- Today's retirees stopped working at age 59, on average, according to a new survey.
- Some of those individuals were forced to retire either because of their health or job loss.
- Here's how to plan for the possibility that you may not be able to work as long as you want.
Early retirement may sound like a dream.
However, if today's retirees are any indication, you may want to rethink how you plan financially.
A new survey from NerdWallet finds that today's retirees stopped working at 59, on average.
That is much lower than the traditional retirement age, which many still consider to be 65. Because full Social Security retirement benefits don't kick in until as late as 67 for many, a number of experts recommend pushing retirement off even later.
Some of those retirees — 36% — said they didn't have a choice as to when they retired.
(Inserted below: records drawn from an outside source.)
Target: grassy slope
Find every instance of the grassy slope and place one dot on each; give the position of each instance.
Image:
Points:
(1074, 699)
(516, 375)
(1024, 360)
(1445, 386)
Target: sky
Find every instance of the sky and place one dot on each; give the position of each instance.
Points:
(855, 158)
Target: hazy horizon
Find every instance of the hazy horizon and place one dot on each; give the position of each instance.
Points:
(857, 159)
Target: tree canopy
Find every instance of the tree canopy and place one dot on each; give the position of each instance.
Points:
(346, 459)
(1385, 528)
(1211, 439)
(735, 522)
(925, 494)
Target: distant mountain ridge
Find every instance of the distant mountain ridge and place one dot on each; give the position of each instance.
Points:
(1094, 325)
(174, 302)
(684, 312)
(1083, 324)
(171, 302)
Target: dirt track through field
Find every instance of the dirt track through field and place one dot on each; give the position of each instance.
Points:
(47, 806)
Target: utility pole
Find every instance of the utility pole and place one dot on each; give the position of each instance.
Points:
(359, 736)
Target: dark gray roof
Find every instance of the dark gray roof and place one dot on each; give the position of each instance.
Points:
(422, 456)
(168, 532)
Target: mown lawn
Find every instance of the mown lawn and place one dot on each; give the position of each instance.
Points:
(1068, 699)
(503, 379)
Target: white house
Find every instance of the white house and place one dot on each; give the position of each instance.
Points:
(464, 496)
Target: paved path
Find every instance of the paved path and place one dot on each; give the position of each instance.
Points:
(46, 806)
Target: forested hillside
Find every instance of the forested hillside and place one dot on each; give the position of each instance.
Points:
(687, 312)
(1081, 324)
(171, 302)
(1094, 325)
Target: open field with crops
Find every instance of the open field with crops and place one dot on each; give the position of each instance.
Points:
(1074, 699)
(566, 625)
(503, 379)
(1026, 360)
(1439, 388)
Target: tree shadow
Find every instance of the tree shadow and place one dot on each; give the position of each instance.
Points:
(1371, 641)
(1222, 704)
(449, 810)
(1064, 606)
What's more, 18% said they had to stop working because of their health, and 9% said a job loss forced them into retirement.
While you may think of retirement as far off in the future, planning for the fact that you may be forced into early retirement would have a dramatic impact on how you save.
Take a 25-year-old with pre-tax income of $40,000 and $10,000 in savings who expects to live to 95.
Assuming a 6% return, that 25-year-old needs $483 in savings per month in order to retire at 67, according to NerdWallet's retirement calculator. Changing that retirement date to 59 — eight years earlier — would bump their savings target up to $883 per month.
The savings hurdles are even higher for a 35-year-old because they have less time until retirement.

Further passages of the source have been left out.